Я спускаюсь со своей высоты и, смешиваясь со своими собратьями, чувствую, как меня несет общий поток; амбиции, любовь, надежда и страх проявляют свою привычную силу, хотя мы убеждены разумом, что их нынешние и самые привлекательные обещания — лишь лживые сны; но если бы холодная рука осмотрительности подавила каждое щедрое чувство, прежде чем оно оставило бы какой-то постоянный характер или закрепило какую-то привычку, чего можно было бы ожидать, кроме эгоистичного благоразумия и разума, едва поднимающегося над инстинктом? Кто, прочитав отвратительное описание йеху и пресное описание гуигнгнмов декана Свифта философским взглядом, может избежать видения тщетности принижения страстей или заставления человека пребывать в довольстве?
Юноша должен ДЕЙСТВОВАТЬ; ибо, обладай он опытом седой головы, он был бы более пригоден для смерти, чем для жизни, хотя его добродетели, скорее пребывающие в голове, чем в сердце, не могли бы произвести ничего великого, а его понимание, подготовленное для этого мира, не доказало бы своими благородными полетами, что имеет право на лучший.
Кроме того, невозможно дать молодому человеку справедливый взгляд на жизнь; он должен был бороться со своими собственными страстями, прежде чем сможет оценить силу искушения, которое предало его брата пороку. Те, кто входит в жизнь, и те, кто уходит из нее, видят мир с таких очень разных точек зрения, что они редко могут думать одинаково, если только неоперившийся разум первых никогда не пытался совершить одиночный полет.
Когда мы слышим о каком-то дерзком преступлении — оно обрушивается на нас в глубочайшей тени гнусности и вызывает негодование; но глаз, который постепенно видел, как сгущается тьма, должен наблюдать это с более сострадательной снисходительностью. Мир не может быть увиден невозмутимым зрителем, мы должны смешаться с толпой и чувствовать так, как чувствуют люди, прежде чем сможем судить об их чувствах. Если мы намереваемся, короче говоря, жить в мире, чтобы стать мудрее и лучше, а не просто наслаждаться благами жизни, мы должны достичь знания других в то же время, когда знакомимся с самими собой — знание, приобретенное любым другим способом, лишь ожесточает сердце и запутывает понимание.
Мне могут сказать, что знание, таким образом приобретенное, иногда покупается слишком дорогой ценой.
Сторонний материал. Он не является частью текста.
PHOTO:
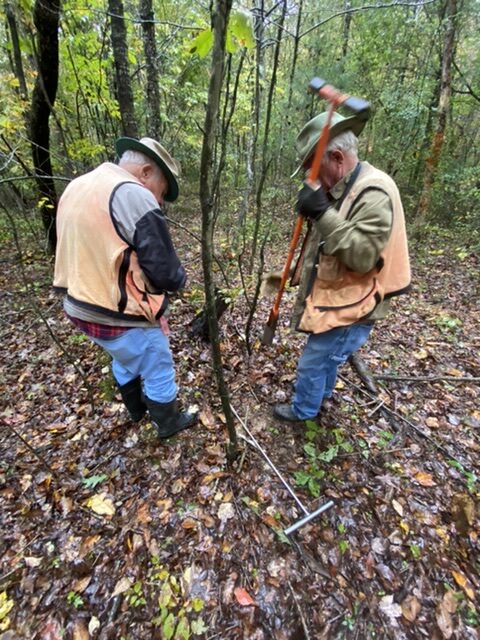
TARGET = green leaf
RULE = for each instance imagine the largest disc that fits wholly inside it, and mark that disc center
(202, 43)
(301, 478)
(310, 450)
(182, 632)
(93, 481)
(197, 604)
(198, 627)
(168, 627)
(329, 454)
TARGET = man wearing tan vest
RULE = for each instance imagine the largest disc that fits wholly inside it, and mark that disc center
(355, 259)
(116, 263)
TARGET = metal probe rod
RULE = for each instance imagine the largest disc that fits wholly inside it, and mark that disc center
(262, 451)
(310, 516)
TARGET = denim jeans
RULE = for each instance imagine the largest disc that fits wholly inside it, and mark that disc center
(146, 353)
(317, 367)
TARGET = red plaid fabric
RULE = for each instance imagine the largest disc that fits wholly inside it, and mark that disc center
(95, 330)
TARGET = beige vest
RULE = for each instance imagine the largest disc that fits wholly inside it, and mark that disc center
(341, 297)
(93, 265)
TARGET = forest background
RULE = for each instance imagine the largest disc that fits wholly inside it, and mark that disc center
(228, 105)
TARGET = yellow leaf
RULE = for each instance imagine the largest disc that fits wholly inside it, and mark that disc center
(425, 479)
(462, 582)
(122, 585)
(398, 507)
(6, 606)
(99, 503)
(405, 527)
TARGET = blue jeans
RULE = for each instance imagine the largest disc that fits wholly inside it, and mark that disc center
(317, 367)
(146, 353)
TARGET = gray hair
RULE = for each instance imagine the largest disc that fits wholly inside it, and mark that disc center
(346, 142)
(137, 157)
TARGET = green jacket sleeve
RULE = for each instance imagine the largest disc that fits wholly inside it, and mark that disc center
(359, 240)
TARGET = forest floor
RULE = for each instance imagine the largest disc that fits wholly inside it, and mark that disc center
(107, 533)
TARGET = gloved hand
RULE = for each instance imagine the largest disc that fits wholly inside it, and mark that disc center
(312, 203)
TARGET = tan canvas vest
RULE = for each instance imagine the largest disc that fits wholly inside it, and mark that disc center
(340, 296)
(94, 265)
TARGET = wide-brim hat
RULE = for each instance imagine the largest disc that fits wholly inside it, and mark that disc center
(154, 150)
(310, 134)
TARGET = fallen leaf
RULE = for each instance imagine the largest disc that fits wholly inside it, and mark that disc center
(93, 625)
(80, 631)
(226, 511)
(81, 584)
(398, 507)
(390, 608)
(243, 597)
(99, 503)
(462, 582)
(32, 561)
(122, 585)
(411, 608)
(425, 479)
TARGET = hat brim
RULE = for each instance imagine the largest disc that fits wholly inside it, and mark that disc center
(353, 123)
(131, 144)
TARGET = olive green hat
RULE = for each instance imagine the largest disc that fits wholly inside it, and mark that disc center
(310, 134)
(154, 150)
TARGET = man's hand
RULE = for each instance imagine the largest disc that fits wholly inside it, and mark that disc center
(312, 203)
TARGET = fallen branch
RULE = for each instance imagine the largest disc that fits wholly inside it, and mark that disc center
(364, 372)
(413, 426)
(428, 378)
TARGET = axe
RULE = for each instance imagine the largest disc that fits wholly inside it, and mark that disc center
(362, 109)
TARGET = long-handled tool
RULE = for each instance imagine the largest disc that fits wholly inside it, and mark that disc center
(362, 109)
(307, 515)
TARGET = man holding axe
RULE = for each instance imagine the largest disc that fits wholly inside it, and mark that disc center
(355, 257)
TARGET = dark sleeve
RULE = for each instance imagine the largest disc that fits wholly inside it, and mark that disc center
(156, 255)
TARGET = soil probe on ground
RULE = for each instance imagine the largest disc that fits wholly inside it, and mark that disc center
(308, 516)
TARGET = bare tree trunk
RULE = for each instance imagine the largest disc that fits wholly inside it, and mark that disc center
(265, 161)
(17, 53)
(209, 180)
(46, 16)
(150, 52)
(123, 90)
(442, 110)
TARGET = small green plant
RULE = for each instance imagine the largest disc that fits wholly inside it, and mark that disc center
(470, 478)
(134, 595)
(75, 599)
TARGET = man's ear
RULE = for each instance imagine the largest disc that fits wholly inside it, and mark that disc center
(337, 156)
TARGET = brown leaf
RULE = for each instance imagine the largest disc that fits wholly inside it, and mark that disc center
(81, 584)
(80, 631)
(411, 608)
(463, 511)
(243, 597)
(462, 582)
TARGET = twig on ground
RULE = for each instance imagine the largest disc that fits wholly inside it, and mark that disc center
(299, 610)
(428, 378)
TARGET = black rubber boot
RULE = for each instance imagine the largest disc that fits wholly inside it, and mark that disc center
(168, 420)
(285, 412)
(133, 398)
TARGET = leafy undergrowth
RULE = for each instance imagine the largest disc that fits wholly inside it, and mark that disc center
(107, 533)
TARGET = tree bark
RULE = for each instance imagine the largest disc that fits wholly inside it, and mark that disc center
(207, 197)
(123, 89)
(154, 124)
(17, 53)
(442, 110)
(46, 16)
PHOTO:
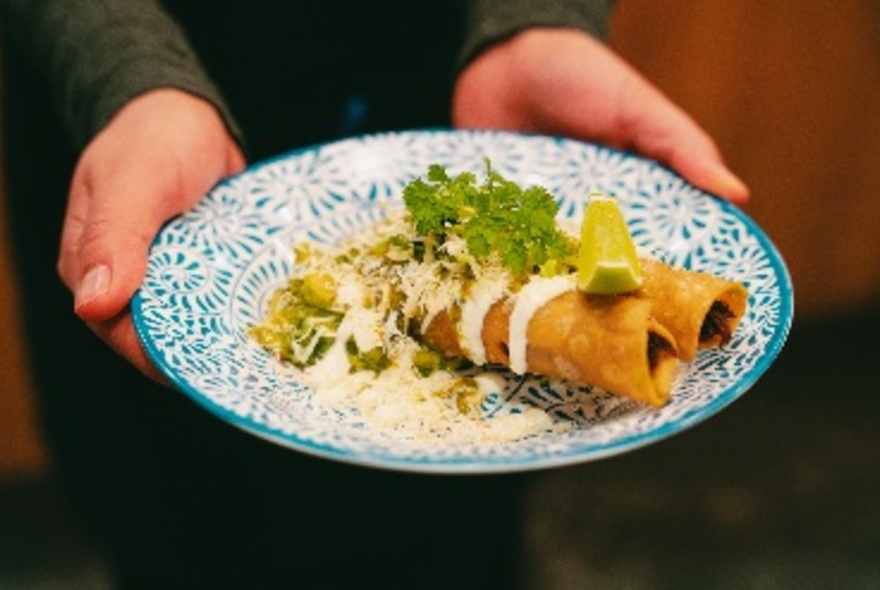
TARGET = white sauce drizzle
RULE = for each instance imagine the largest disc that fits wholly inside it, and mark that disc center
(483, 295)
(536, 293)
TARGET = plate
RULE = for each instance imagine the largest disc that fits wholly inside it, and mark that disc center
(210, 272)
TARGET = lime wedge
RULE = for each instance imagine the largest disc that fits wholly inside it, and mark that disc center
(608, 263)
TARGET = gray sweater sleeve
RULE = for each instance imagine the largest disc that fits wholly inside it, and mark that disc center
(99, 54)
(490, 21)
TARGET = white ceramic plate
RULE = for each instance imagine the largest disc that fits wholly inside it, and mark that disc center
(210, 272)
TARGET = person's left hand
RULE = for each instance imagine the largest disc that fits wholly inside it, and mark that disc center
(565, 82)
(155, 158)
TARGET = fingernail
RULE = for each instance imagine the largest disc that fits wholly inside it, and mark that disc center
(735, 188)
(93, 284)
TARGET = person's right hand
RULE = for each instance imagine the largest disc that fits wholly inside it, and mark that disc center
(155, 158)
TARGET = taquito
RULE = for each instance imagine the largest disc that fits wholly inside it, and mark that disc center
(611, 342)
(700, 310)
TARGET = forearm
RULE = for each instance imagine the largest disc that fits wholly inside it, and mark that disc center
(99, 54)
(490, 21)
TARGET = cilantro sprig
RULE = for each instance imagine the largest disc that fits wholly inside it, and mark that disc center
(496, 216)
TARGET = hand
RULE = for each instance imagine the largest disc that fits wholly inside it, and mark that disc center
(565, 82)
(157, 156)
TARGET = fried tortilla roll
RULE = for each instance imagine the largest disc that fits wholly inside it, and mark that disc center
(700, 310)
(609, 342)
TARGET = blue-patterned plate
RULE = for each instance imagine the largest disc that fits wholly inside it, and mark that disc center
(211, 269)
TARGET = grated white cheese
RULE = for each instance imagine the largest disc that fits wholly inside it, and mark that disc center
(382, 295)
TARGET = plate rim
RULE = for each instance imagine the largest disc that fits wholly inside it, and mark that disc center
(586, 452)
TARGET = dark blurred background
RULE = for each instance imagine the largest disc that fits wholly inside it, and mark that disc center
(782, 489)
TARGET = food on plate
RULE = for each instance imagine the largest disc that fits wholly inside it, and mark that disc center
(400, 320)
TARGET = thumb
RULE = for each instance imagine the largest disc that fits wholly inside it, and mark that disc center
(108, 231)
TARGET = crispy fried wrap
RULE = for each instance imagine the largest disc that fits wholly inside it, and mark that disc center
(609, 342)
(700, 310)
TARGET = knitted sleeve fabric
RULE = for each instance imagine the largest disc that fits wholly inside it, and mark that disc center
(490, 21)
(99, 54)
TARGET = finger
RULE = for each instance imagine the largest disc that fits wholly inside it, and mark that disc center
(659, 129)
(107, 251)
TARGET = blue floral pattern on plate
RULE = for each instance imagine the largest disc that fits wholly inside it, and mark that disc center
(211, 270)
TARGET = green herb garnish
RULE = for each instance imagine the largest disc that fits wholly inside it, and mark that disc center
(494, 217)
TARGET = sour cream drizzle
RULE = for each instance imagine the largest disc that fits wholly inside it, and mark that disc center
(483, 294)
(537, 292)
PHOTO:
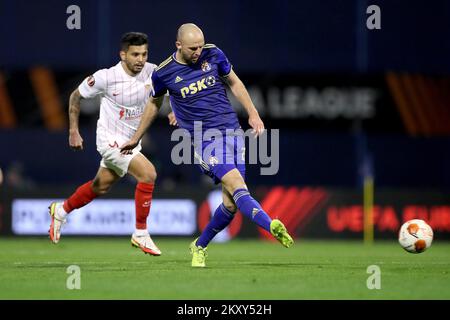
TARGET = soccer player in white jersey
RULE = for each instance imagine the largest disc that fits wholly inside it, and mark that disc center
(125, 89)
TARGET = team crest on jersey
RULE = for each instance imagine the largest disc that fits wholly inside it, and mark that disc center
(213, 161)
(91, 81)
(206, 66)
(131, 113)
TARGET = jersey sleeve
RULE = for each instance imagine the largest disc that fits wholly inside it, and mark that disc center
(224, 66)
(93, 85)
(159, 88)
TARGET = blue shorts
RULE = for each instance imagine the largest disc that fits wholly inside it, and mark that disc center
(218, 156)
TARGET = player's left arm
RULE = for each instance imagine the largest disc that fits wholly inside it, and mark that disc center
(240, 92)
(150, 112)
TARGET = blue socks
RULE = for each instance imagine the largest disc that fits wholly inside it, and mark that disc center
(251, 208)
(222, 216)
(221, 219)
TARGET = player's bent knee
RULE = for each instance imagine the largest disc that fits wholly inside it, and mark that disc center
(148, 177)
(230, 207)
(100, 190)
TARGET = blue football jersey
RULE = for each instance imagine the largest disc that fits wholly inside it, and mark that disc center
(197, 92)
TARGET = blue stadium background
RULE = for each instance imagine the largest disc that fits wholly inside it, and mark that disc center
(306, 44)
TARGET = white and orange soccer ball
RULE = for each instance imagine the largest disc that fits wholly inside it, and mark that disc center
(415, 236)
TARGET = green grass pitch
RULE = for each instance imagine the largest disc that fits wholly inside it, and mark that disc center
(33, 268)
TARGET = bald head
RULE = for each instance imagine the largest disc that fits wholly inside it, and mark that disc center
(189, 31)
(190, 42)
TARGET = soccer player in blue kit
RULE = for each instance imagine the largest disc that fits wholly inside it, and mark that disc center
(195, 77)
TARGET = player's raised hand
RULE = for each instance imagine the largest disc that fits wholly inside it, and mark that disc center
(256, 123)
(127, 147)
(75, 140)
(172, 119)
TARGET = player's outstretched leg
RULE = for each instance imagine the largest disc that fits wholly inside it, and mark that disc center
(221, 219)
(252, 209)
(141, 239)
(58, 211)
(144, 172)
(58, 218)
(199, 254)
(279, 231)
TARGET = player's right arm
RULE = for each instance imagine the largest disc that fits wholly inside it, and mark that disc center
(150, 112)
(75, 139)
(89, 88)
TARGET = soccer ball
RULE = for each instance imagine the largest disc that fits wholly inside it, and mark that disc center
(415, 236)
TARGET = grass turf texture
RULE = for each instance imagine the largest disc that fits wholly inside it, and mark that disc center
(33, 268)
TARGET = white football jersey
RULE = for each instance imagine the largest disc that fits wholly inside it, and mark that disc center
(123, 101)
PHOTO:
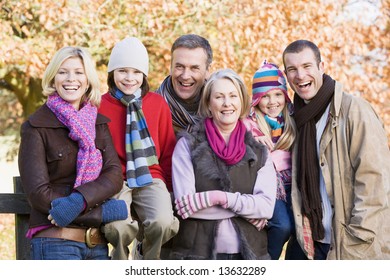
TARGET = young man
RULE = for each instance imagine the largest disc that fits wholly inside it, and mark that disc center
(341, 166)
(191, 57)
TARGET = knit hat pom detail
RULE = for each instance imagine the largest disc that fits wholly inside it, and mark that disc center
(268, 77)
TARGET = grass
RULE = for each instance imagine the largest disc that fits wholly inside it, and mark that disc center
(7, 237)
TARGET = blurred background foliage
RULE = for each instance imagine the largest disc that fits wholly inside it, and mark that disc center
(353, 36)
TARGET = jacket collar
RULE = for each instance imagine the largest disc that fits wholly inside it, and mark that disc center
(44, 117)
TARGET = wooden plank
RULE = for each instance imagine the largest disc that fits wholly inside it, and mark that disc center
(21, 226)
(14, 203)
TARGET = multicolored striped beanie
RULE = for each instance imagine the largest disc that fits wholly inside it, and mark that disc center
(266, 78)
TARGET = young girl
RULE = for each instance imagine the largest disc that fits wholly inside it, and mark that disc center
(143, 136)
(271, 123)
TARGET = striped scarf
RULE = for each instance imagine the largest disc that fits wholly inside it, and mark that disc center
(140, 149)
(276, 125)
(283, 176)
(182, 115)
(81, 125)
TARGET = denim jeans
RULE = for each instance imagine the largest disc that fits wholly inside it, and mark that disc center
(45, 248)
(295, 252)
(279, 228)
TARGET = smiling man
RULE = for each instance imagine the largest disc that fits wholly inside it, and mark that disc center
(341, 165)
(191, 57)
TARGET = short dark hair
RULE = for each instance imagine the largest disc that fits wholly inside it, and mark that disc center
(193, 41)
(112, 87)
(299, 45)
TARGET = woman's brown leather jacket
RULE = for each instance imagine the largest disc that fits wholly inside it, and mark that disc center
(47, 166)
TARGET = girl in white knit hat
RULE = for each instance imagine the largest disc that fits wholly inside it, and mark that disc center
(143, 136)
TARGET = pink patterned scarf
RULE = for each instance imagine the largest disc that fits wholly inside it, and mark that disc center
(81, 125)
(235, 150)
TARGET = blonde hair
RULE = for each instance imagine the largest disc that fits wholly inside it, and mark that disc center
(287, 138)
(92, 94)
(232, 76)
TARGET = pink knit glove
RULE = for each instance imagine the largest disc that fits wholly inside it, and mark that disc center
(258, 223)
(191, 203)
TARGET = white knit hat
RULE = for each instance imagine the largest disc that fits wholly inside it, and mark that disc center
(130, 52)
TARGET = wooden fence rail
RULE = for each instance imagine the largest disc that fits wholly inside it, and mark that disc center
(16, 203)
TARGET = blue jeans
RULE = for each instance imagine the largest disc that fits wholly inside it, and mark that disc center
(295, 252)
(45, 248)
(280, 227)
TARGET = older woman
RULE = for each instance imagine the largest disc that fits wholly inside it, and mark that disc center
(223, 180)
(68, 165)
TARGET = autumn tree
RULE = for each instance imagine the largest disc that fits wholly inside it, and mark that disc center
(242, 33)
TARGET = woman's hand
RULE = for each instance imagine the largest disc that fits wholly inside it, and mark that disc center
(191, 203)
(265, 141)
(258, 223)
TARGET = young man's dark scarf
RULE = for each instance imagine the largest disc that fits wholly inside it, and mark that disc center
(306, 117)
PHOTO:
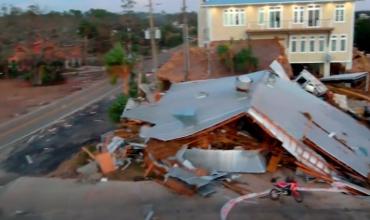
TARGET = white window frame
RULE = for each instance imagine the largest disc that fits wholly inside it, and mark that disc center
(313, 7)
(303, 44)
(294, 40)
(311, 40)
(343, 38)
(339, 18)
(298, 14)
(334, 38)
(275, 9)
(231, 15)
(261, 16)
(322, 40)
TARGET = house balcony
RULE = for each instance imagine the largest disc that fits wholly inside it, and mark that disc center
(290, 27)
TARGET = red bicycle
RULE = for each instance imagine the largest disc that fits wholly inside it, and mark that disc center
(287, 189)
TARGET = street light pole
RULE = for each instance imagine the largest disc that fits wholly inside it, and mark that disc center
(152, 39)
(186, 42)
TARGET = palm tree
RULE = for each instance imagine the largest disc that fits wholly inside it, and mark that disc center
(120, 65)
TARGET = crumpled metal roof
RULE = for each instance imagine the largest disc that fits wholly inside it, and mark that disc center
(288, 106)
(190, 107)
(230, 161)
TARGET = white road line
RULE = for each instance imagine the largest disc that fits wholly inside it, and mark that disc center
(111, 92)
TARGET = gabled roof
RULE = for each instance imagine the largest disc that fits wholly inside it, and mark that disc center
(257, 2)
(290, 110)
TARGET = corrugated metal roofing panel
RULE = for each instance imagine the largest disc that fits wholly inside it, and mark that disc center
(286, 104)
(345, 77)
(231, 161)
(211, 102)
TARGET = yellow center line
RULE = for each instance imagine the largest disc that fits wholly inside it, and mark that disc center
(40, 117)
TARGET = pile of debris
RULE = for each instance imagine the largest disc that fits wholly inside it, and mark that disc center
(202, 132)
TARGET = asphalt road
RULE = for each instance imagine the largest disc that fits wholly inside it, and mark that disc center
(39, 199)
(36, 143)
(19, 128)
(23, 126)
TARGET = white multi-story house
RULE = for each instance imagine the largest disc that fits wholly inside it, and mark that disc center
(314, 33)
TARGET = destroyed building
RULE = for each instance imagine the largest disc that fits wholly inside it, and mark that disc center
(251, 123)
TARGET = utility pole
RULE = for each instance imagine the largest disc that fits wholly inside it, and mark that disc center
(152, 40)
(186, 42)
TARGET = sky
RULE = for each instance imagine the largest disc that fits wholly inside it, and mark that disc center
(114, 5)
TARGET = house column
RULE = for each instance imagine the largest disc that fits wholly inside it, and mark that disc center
(348, 66)
(325, 69)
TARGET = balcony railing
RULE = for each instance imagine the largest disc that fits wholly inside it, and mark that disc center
(290, 25)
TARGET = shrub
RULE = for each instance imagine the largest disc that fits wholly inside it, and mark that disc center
(117, 108)
(115, 56)
(245, 60)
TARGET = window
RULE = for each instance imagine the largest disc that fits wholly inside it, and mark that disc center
(298, 14)
(261, 16)
(333, 43)
(322, 43)
(275, 17)
(303, 44)
(343, 43)
(312, 44)
(293, 46)
(234, 17)
(339, 13)
(313, 16)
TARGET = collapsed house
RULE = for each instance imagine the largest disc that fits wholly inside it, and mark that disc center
(238, 123)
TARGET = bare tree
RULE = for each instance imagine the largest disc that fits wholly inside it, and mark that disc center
(128, 5)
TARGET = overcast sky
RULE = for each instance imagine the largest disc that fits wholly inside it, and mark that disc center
(114, 5)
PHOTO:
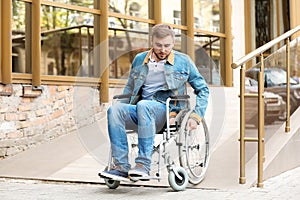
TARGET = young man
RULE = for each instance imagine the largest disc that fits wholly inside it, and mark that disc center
(154, 76)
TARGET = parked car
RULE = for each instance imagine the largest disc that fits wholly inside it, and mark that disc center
(274, 104)
(275, 81)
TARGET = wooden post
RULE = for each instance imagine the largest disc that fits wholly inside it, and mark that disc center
(36, 43)
(228, 43)
(6, 42)
(104, 57)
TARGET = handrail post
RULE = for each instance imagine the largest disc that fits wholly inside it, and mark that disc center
(242, 178)
(288, 72)
(260, 122)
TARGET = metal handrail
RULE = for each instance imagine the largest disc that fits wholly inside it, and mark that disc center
(260, 139)
(263, 48)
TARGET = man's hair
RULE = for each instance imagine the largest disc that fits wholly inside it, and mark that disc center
(162, 31)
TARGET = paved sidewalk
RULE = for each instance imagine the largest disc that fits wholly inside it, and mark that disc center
(284, 187)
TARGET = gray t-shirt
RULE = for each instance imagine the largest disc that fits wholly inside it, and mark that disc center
(155, 79)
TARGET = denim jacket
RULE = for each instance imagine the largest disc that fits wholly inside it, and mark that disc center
(179, 70)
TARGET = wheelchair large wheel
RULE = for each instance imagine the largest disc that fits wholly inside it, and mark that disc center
(194, 150)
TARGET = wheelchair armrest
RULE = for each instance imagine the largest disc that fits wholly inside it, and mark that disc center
(122, 96)
(184, 96)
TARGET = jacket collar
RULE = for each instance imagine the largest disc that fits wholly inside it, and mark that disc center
(170, 58)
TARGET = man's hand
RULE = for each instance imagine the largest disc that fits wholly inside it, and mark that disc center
(172, 120)
(192, 124)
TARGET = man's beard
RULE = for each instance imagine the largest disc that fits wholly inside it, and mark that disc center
(159, 57)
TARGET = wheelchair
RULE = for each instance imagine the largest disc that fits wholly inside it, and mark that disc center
(190, 163)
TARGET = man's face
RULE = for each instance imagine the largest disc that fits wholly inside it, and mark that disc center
(162, 47)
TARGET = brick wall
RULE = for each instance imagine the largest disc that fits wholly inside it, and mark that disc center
(27, 121)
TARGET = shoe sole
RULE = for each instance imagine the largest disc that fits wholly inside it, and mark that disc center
(113, 177)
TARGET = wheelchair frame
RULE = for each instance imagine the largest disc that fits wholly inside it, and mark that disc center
(192, 171)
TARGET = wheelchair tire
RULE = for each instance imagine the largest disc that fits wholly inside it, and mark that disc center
(112, 184)
(175, 182)
(194, 150)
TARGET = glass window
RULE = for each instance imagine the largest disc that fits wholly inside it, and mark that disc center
(83, 3)
(124, 44)
(130, 7)
(18, 37)
(171, 14)
(207, 15)
(207, 58)
(67, 40)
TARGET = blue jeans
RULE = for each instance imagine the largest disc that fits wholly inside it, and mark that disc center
(147, 117)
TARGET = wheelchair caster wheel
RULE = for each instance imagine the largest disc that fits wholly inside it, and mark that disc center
(112, 184)
(178, 183)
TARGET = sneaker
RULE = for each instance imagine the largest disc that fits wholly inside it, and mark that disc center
(139, 171)
(115, 174)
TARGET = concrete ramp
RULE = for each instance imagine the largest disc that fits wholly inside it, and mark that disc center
(281, 151)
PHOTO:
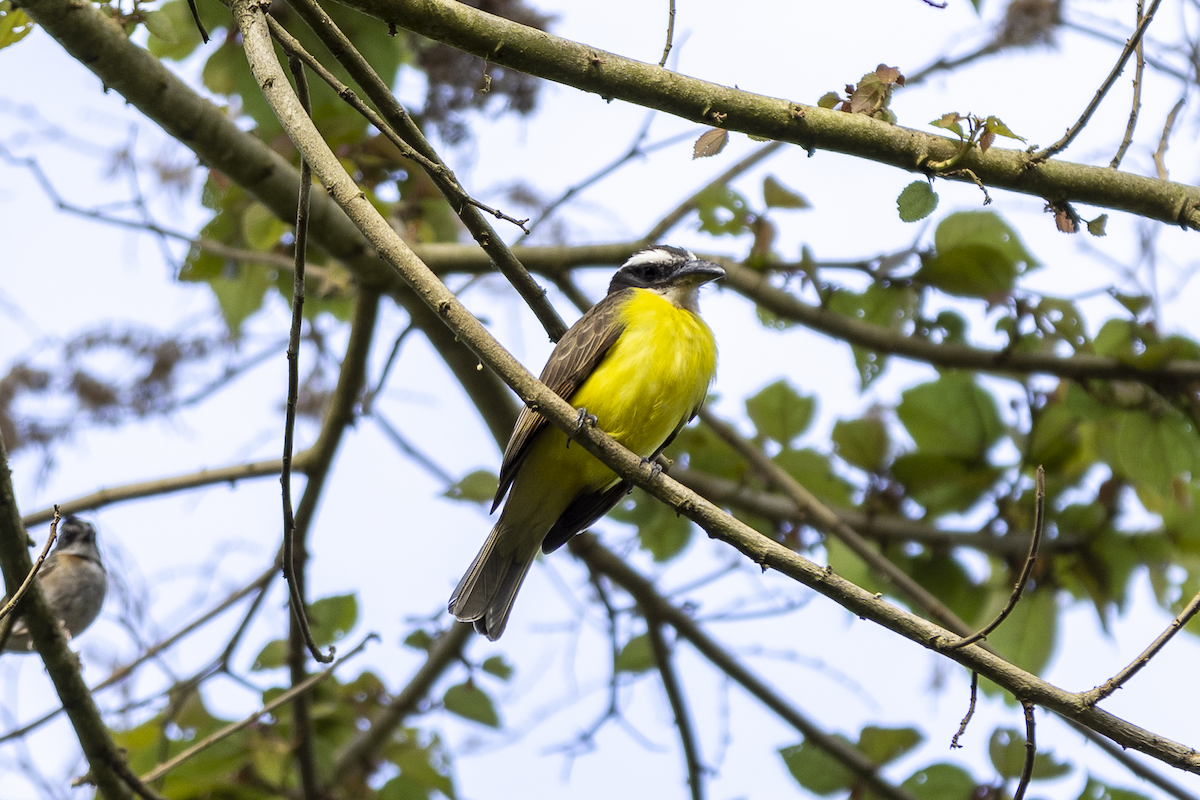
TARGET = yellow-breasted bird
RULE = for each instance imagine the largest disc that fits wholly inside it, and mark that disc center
(640, 361)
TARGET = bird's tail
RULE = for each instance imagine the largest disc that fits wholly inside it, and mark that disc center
(485, 594)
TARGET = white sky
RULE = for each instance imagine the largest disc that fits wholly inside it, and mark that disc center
(383, 530)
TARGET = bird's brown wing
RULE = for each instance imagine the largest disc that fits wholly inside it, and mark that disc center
(571, 362)
(587, 509)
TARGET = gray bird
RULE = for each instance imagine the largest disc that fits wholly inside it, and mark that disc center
(73, 581)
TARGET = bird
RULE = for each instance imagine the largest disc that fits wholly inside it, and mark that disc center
(639, 365)
(73, 581)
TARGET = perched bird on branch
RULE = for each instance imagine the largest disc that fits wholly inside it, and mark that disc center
(640, 364)
(73, 581)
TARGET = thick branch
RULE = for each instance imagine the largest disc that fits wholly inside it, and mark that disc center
(396, 253)
(657, 608)
(611, 76)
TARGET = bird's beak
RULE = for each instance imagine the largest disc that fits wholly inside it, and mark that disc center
(699, 272)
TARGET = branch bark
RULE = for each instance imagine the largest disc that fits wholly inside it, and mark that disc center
(611, 76)
(60, 662)
(1025, 686)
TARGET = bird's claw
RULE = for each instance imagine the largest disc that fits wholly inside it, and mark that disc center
(655, 467)
(585, 417)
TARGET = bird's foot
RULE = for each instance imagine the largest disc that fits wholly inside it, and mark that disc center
(585, 417)
(655, 467)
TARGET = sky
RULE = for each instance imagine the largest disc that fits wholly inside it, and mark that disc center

Я могу лишь ответить, что очень сомневаюсь, можно ли достичь какого-либо знания без труда и печали; и те, кто желает избавить своих детей от того и другого, не должны жаловаться, если они не будут ни мудрыми, ни добродетельными. Они лишь стремились сделать их благоразумными; а благоразумие в раннем возрасте — это лишь осторожная хитрость невежественного себялюбия. Я заметила, что молодые люди, чьему образованию было уделено особое внимание, в целом были очень поверхностными и самонадеянными и далеко не приятными во всех отношениях, потому что у них не было ни доверчивой теплоты юности, ни хладнокровной глубины старости. Я не могу не приписывать это неестественное проявление главным образом тому поспешному преждевременному наставлению, которое заставляет их самонадеянно повторять все сырые понятия, принятые ими на веру, так что тщательное образование, которое они получили, делает их всю жизнь рабами предрассудков.
Умственное, как и физическое усилие, поначалу тягостно; настолько, что многие охотно позволили бы другим и работать, и думать за них. Наблюдение, которое я часто делала, проиллюстрирует мое значение. Когда в кругу незнакомцев или знакомых человек умеренных способностей с жаром утверждает мнение, я рискну утверждать, ибо я часто прослеживала этот факт до конца, что это предрассудок. Эти эхо питают глубокое уважение к пониманию какого-либо родственника или друга и, не понимая полностью мнений, которые они так жаждут пересказывать, отстаивают их с такой степенью упрямства, которая удивила бы даже человека, который их придумал.